Bosco Ntaganda : une ligne de défense suspecte…
Alors que la majorité des Congolais savent que le général Bosco Ntaganda est loin d’être un apôtre de la paix au Nord-Kivu mais qu’il incarne plutôt un redoutable pyromane doublé de prédateur, celui-ci semble avoir opté pour la diversion. Il vient d’adopter, face aux accusations qui l’accablent au quotidien dans le retour de la grande insécurité au Nord-Kivu, une ligne de défense fort suspecte.
Il s’agit de se faire passer pour un officier docile, inoffensif, toujours fidèle aux Forces Armées de la République Démocratique du Congo. Véritable fourbe, il continue de clamer son innocence dans l’insurrection des ex-officiers et soldats du CNDP. Bosco Ntaganda prétend même que la hiérarchie militaire, à commencer par le commandement suprême des FARDC, sait qu’il se trouve « stand by » dans sa ferme et qu’il n’a aucune emprise sur les troupes. Mais là où il se trahit, c’est quand il affirme que les revendications des soldats mutins sont légitimes.

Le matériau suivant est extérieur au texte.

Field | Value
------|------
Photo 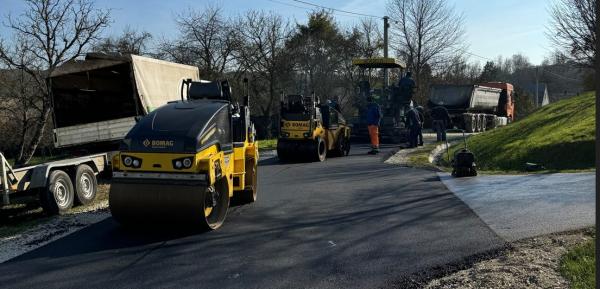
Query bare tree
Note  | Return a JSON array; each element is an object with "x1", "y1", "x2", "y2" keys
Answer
[
  {"x1": 388, "y1": 0, "x2": 465, "y2": 101},
  {"x1": 0, "y1": 0, "x2": 110, "y2": 165},
  {"x1": 548, "y1": 0, "x2": 598, "y2": 67},
  {"x1": 93, "y1": 26, "x2": 152, "y2": 55},
  {"x1": 159, "y1": 5, "x2": 239, "y2": 79},
  {"x1": 236, "y1": 11, "x2": 291, "y2": 135},
  {"x1": 355, "y1": 18, "x2": 383, "y2": 58}
]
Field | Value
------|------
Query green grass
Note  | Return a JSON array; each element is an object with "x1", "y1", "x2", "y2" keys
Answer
[
  {"x1": 442, "y1": 92, "x2": 596, "y2": 172},
  {"x1": 560, "y1": 238, "x2": 596, "y2": 289},
  {"x1": 0, "y1": 183, "x2": 110, "y2": 239},
  {"x1": 258, "y1": 138, "x2": 277, "y2": 150}
]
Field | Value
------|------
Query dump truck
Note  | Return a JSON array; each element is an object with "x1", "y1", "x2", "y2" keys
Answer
[
  {"x1": 0, "y1": 53, "x2": 199, "y2": 214},
  {"x1": 351, "y1": 58, "x2": 413, "y2": 143},
  {"x1": 109, "y1": 80, "x2": 258, "y2": 230},
  {"x1": 50, "y1": 53, "x2": 200, "y2": 151},
  {"x1": 428, "y1": 82, "x2": 514, "y2": 132},
  {"x1": 277, "y1": 93, "x2": 351, "y2": 162}
]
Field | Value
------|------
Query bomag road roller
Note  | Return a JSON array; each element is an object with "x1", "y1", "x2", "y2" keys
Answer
[
  {"x1": 109, "y1": 80, "x2": 258, "y2": 229},
  {"x1": 277, "y1": 93, "x2": 350, "y2": 161}
]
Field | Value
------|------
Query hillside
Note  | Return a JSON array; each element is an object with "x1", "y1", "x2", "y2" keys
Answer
[{"x1": 446, "y1": 92, "x2": 596, "y2": 171}]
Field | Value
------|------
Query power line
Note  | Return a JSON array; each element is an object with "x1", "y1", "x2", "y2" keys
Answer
[
  {"x1": 268, "y1": 0, "x2": 311, "y2": 10},
  {"x1": 267, "y1": 0, "x2": 364, "y2": 18},
  {"x1": 292, "y1": 0, "x2": 382, "y2": 18}
]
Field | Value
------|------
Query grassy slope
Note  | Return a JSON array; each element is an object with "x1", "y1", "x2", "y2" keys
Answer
[
  {"x1": 451, "y1": 93, "x2": 596, "y2": 171},
  {"x1": 560, "y1": 235, "x2": 596, "y2": 289}
]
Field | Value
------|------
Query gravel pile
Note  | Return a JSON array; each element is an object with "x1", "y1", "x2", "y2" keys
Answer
[
  {"x1": 0, "y1": 184, "x2": 110, "y2": 263},
  {"x1": 425, "y1": 229, "x2": 592, "y2": 289}
]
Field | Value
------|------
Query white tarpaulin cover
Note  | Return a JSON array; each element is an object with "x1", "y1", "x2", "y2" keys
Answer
[{"x1": 131, "y1": 55, "x2": 200, "y2": 113}]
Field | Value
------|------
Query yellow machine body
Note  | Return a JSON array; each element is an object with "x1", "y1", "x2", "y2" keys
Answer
[
  {"x1": 277, "y1": 95, "x2": 350, "y2": 161},
  {"x1": 109, "y1": 79, "x2": 259, "y2": 229}
]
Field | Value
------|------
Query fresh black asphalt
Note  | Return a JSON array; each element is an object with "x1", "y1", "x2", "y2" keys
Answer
[{"x1": 0, "y1": 148, "x2": 504, "y2": 288}]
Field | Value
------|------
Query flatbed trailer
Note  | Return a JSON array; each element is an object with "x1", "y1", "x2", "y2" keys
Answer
[
  {"x1": 0, "y1": 153, "x2": 112, "y2": 214},
  {"x1": 0, "y1": 53, "x2": 199, "y2": 214}
]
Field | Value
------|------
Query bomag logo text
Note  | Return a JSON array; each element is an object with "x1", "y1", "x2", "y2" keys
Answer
[
  {"x1": 283, "y1": 121, "x2": 309, "y2": 129},
  {"x1": 142, "y1": 139, "x2": 175, "y2": 148}
]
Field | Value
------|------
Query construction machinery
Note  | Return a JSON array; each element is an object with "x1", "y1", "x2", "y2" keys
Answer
[
  {"x1": 351, "y1": 57, "x2": 413, "y2": 143},
  {"x1": 428, "y1": 82, "x2": 515, "y2": 132},
  {"x1": 50, "y1": 53, "x2": 200, "y2": 152},
  {"x1": 109, "y1": 80, "x2": 258, "y2": 229},
  {"x1": 277, "y1": 93, "x2": 351, "y2": 162},
  {"x1": 0, "y1": 53, "x2": 199, "y2": 214}
]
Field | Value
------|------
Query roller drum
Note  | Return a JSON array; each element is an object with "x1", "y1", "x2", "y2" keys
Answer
[{"x1": 109, "y1": 179, "x2": 229, "y2": 229}]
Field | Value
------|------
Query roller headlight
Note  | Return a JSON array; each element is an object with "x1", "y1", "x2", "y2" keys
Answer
[{"x1": 183, "y1": 158, "x2": 192, "y2": 169}]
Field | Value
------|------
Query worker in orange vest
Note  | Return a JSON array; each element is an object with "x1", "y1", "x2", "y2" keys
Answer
[{"x1": 367, "y1": 96, "x2": 382, "y2": 155}]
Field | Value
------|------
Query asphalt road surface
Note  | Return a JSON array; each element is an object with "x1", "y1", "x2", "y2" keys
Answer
[
  {"x1": 438, "y1": 172, "x2": 596, "y2": 242},
  {"x1": 0, "y1": 148, "x2": 504, "y2": 289}
]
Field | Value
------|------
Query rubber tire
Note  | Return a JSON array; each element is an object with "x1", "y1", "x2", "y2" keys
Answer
[
  {"x1": 232, "y1": 158, "x2": 258, "y2": 205},
  {"x1": 75, "y1": 164, "x2": 98, "y2": 205},
  {"x1": 40, "y1": 170, "x2": 75, "y2": 215},
  {"x1": 314, "y1": 137, "x2": 327, "y2": 162}
]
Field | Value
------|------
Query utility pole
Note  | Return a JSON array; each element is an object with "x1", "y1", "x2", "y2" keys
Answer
[
  {"x1": 535, "y1": 66, "x2": 540, "y2": 108},
  {"x1": 383, "y1": 16, "x2": 390, "y2": 88}
]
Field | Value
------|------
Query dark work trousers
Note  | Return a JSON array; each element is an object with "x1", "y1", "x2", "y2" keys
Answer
[
  {"x1": 433, "y1": 120, "x2": 446, "y2": 141},
  {"x1": 408, "y1": 126, "x2": 421, "y2": 148}
]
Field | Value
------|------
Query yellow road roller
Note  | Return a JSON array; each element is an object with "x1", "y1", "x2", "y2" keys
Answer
[
  {"x1": 109, "y1": 80, "x2": 258, "y2": 230},
  {"x1": 277, "y1": 93, "x2": 350, "y2": 161}
]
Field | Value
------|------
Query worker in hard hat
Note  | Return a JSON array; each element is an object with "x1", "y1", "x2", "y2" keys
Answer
[
  {"x1": 406, "y1": 107, "x2": 422, "y2": 148},
  {"x1": 416, "y1": 105, "x2": 425, "y2": 146},
  {"x1": 367, "y1": 96, "x2": 382, "y2": 155}
]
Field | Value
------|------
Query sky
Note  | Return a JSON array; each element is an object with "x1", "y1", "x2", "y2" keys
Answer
[{"x1": 0, "y1": 0, "x2": 553, "y2": 64}]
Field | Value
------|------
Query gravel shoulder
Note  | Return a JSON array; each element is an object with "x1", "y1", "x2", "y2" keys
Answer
[
  {"x1": 423, "y1": 228, "x2": 593, "y2": 289},
  {"x1": 0, "y1": 184, "x2": 110, "y2": 263}
]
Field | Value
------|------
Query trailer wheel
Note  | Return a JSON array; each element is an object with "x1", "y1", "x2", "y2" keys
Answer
[
  {"x1": 75, "y1": 164, "x2": 98, "y2": 205},
  {"x1": 40, "y1": 170, "x2": 75, "y2": 215}
]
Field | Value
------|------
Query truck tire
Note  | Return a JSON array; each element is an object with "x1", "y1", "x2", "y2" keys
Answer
[
  {"x1": 75, "y1": 164, "x2": 98, "y2": 205},
  {"x1": 40, "y1": 170, "x2": 75, "y2": 215}
]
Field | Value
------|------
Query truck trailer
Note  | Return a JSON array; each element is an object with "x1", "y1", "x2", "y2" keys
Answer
[
  {"x1": 428, "y1": 82, "x2": 514, "y2": 132},
  {"x1": 0, "y1": 54, "x2": 200, "y2": 214}
]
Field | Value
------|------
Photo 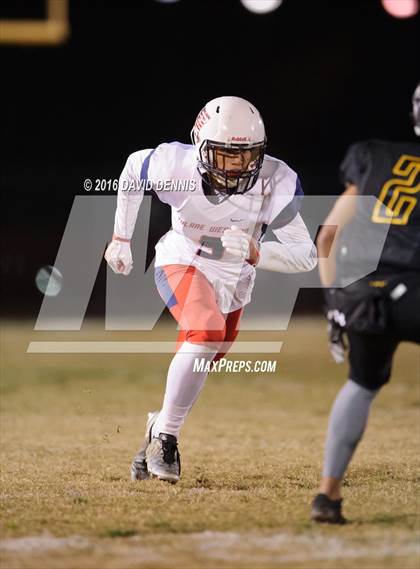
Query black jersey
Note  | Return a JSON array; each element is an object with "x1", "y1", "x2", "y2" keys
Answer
[{"x1": 337, "y1": 136, "x2": 420, "y2": 278}]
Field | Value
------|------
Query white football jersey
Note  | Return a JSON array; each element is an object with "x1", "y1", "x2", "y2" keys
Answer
[{"x1": 114, "y1": 142, "x2": 312, "y2": 313}]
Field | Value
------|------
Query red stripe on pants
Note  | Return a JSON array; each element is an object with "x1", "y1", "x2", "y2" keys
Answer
[{"x1": 158, "y1": 265, "x2": 243, "y2": 361}]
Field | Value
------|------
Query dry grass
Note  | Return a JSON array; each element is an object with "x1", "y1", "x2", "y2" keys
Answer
[{"x1": 1, "y1": 319, "x2": 420, "y2": 569}]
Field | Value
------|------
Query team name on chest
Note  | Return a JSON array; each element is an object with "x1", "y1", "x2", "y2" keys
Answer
[{"x1": 178, "y1": 216, "x2": 230, "y2": 234}]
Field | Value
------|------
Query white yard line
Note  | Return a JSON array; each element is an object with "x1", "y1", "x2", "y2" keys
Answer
[{"x1": 0, "y1": 531, "x2": 420, "y2": 567}]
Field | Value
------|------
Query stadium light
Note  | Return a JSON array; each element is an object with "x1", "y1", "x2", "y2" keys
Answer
[
  {"x1": 382, "y1": 0, "x2": 420, "y2": 18},
  {"x1": 241, "y1": 0, "x2": 283, "y2": 14}
]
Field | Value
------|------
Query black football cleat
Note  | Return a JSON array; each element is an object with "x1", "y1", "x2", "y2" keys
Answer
[
  {"x1": 311, "y1": 494, "x2": 347, "y2": 525},
  {"x1": 146, "y1": 433, "x2": 181, "y2": 484}
]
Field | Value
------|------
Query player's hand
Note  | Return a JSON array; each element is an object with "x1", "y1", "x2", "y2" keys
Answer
[
  {"x1": 327, "y1": 309, "x2": 348, "y2": 364},
  {"x1": 105, "y1": 238, "x2": 133, "y2": 275},
  {"x1": 221, "y1": 225, "x2": 260, "y2": 265}
]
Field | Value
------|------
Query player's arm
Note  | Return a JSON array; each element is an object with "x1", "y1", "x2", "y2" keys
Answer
[
  {"x1": 316, "y1": 184, "x2": 358, "y2": 287},
  {"x1": 105, "y1": 151, "x2": 150, "y2": 275},
  {"x1": 257, "y1": 213, "x2": 317, "y2": 273}
]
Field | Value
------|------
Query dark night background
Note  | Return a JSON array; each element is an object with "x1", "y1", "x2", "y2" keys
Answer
[{"x1": 0, "y1": 0, "x2": 420, "y2": 318}]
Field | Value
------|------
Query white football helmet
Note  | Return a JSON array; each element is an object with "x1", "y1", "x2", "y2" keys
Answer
[{"x1": 191, "y1": 97, "x2": 267, "y2": 195}]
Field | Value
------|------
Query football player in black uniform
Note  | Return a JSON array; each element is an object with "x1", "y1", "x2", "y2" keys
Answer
[{"x1": 311, "y1": 83, "x2": 420, "y2": 524}]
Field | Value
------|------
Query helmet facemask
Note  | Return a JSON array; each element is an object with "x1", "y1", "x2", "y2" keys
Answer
[{"x1": 198, "y1": 140, "x2": 266, "y2": 195}]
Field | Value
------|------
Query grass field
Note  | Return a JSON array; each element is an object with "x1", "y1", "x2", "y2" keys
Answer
[{"x1": 0, "y1": 318, "x2": 420, "y2": 569}]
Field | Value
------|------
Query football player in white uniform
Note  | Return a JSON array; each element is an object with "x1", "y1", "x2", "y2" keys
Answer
[{"x1": 105, "y1": 97, "x2": 317, "y2": 483}]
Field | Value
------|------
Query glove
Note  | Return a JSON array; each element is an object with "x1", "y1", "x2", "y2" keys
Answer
[
  {"x1": 105, "y1": 239, "x2": 133, "y2": 275},
  {"x1": 327, "y1": 309, "x2": 348, "y2": 364},
  {"x1": 221, "y1": 225, "x2": 260, "y2": 266}
]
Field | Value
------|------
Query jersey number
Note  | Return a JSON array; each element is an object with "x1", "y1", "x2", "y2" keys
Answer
[{"x1": 372, "y1": 154, "x2": 420, "y2": 225}]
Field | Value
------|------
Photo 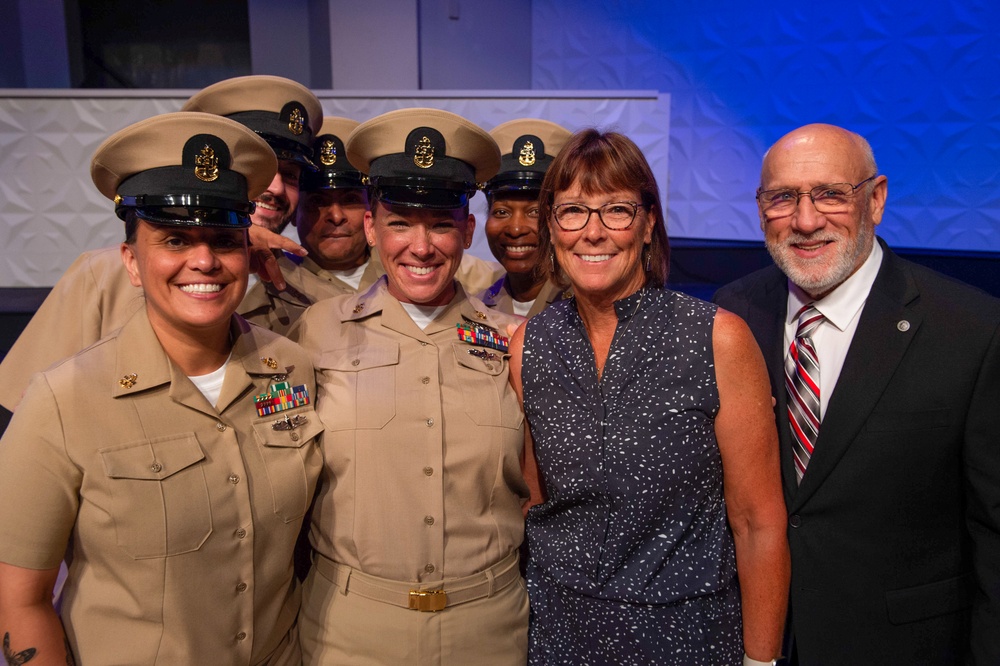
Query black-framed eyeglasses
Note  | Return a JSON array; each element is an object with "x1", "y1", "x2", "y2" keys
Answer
[
  {"x1": 552, "y1": 201, "x2": 645, "y2": 231},
  {"x1": 757, "y1": 174, "x2": 878, "y2": 216}
]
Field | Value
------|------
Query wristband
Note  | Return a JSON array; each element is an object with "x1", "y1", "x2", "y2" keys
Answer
[{"x1": 743, "y1": 652, "x2": 778, "y2": 666}]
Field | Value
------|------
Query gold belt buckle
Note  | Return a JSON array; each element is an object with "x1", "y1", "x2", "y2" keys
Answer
[{"x1": 410, "y1": 590, "x2": 448, "y2": 612}]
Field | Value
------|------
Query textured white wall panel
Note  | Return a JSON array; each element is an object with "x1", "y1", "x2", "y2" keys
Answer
[{"x1": 0, "y1": 90, "x2": 670, "y2": 287}]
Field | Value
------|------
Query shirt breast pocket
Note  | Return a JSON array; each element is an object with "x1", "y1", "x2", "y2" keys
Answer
[
  {"x1": 316, "y1": 343, "x2": 399, "y2": 431},
  {"x1": 100, "y1": 432, "x2": 212, "y2": 559},
  {"x1": 253, "y1": 409, "x2": 323, "y2": 523},
  {"x1": 452, "y1": 342, "x2": 524, "y2": 428}
]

Les observateurs avisés ont compris, à travers une telle réaction, que le général Bosco Ntaganda est un danger public. Ceux qui ont pris le risque de s’opposer, depuis août 2006, à son arrestation et à son transfert au centre pénitencier de la CPI à La Haye, ont causé un énorme préjudice à la mère-patrie. L’alliance contre nature nouée avec le CNDP se révèle, aujourd’hui, comme une grande distraction ayant davantage fragilisé l’Est du pays au plan sécuritaire.

Mandat d’arrêt national ou international ?
Même si cela n’est pas dit expressément, l’on croit savoir que le général Bosco Ntaganda se trouve sous le coup d’un mandat d’arrêt national de facto. Dans ces conditions, il peut être interpellé et mis aux arrêts par n’importe quel élément des FARDC dans n’importe quelle contrée du territoire national.
La grande interrogation est de savoir si le mandat d’arrêt national, non encore formalisé, a encore sa raison d’être dès lors que l’intéressé est justiciable devant la Cour Pénale Internationale. Aux yeux de certains juristes, l’Etat congolais devrait plutôt s’impliquer dans l’exécution de la demande lui adressée par le Procureur de la CPI depuis l’année 2006.